We use NLTK’s tokenize.regexp module to  segments a document into words

In [4]:
from nltk.tokenize import RegexpTokenizer
tokenizer = RegexpTokenizer(r'\w+')

In [7]:
raw_a = doc_a.lower() # transform all word into lower case
tokens_a = tokenizer.tokenize(raw_a) 

In [6]:
print(tokens_a)

['brocolli', 'is', 'good', 'to', 'eat', 'my', 'brother', 'likes', 'to', 'eat', 'good', 'brocolli', 'but', 'not', 'my', 'mother']


### Stop words

In [8]:
from stop_words import get_stop_words
# create English stop words list
en_stop = get_stop_words('en')

In [9]:
stop_a = [i for i in tokens_a if not i in en_stop]

In [11]:
print(tokens_a)
print(stop_a)

['brocolli', 'is', 'good', 'to', 'eat', 'my', 'brother', 'likes', 'to', 'eat', 'good', 'brocolli', 'but', 'not', 'my', 'mother']
['brocolli', 'good', 'eat', 'brother', 'likes', 'eat', 'good', 'brocolli', 'mother']


### Stemming 
Reduce words into their stems 

In [12]:
from nltk.stem.porter import PorterStemmer
p_stemmer = PorterStemmer()

In [14]:
texts_a = [p_stemmer.stem(i) for i in stop_a]


In [21]:
raw_b = doc_b.lower()
tokens_b = tokenizer.tokenize(raw_b)
stop_b = [i for i in tokens_b if not i in en_stop]
texts_b = [p_stemmer.stem(i) for i in stop_b]

raw_c = doc_c.lower()
tokens_c = tokenizer.tokenize(raw_c)
stop_c = [i for i in tokens_c if i not  in en_stop]
texts_c = [p_stemmer.stem(i) for i in stop_c]

raw_d = doc_d.lower()
tokens_d = tokenizer.tokenize(raw_d)
stop_d = [i for i in tokens_d if not i in en_stop]
texts_d = [p_stemmer.stem(i) for i in stop_d]

raw_e = doc_e.lower()
tokens_e = tokenizer.tokenize(raw_e)
stop_e = [i for i in tokens_e if not i in en_stop]
texts_e = [p_stemmer.stem(i) for i in stop_e]

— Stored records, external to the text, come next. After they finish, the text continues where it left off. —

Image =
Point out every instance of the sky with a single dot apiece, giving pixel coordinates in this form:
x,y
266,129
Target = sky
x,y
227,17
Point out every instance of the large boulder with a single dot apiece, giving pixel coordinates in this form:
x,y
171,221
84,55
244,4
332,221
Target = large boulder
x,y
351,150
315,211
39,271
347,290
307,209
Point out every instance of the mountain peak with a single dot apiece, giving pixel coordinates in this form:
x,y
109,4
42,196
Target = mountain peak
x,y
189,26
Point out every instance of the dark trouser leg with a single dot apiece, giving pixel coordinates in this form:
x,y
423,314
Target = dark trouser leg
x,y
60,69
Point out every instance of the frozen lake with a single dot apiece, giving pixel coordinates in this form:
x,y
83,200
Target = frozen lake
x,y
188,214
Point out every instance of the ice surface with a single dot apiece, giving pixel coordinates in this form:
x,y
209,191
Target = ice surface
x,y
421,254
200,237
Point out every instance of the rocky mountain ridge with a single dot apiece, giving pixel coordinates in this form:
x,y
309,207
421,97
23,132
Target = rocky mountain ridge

## Constructing a document-term matrix


In [19]:
TEXT=[]
TEXT.append(texts_a)
TEXT.append(texts_b)
TEXT.append(texts_c)
TEXT.append(texts_d)
TEXT.append(texts_e)
print(len(TEXT)) # TEXT is call coupus

5


### Give ID for each word

In [22]:
from gensim import corpora

dictionary = corpora.Dictionary(TEXT)

In [23]:
print(dictionary.token2id)

{'perform': 22, 'brocolli': 1, 'tension': 15, 'never': 23, 'suggest': 17, 'basebal': 8, 'say': 30, 'eat': 2, 'time': 10, 'better': 29, 'feel': 28, 'often': 24, 'drive': 6, 'spend': 9, 'mother': 3, 'brother': 5, 'profession': 31, 'around': 12, 'increas': 19, 'seem': 25, 'good': 4, 'lot': 7, 'health': 20, 'blood': 14, 'school': 27, 'like': 0, 'well': 26, 'may': 16, 'expert': 13, 'caus': 18, 'practic': 11, 'pressur': 21}


## Replace word with ID and frequency
- change document to bag-of-word

In [24]:
corpus = [dictionary.doc2bow(text) for text in TEXT] # bow : bag of words

In [26]:
print(len(corpus))

5


In [29]:
print(corpus[2])

[(6, 1), (13, 1), (14, 1), (15, 1), (16, 1), (17, 1), (18, 1), (19, 1), (20, 1), (21, 1)]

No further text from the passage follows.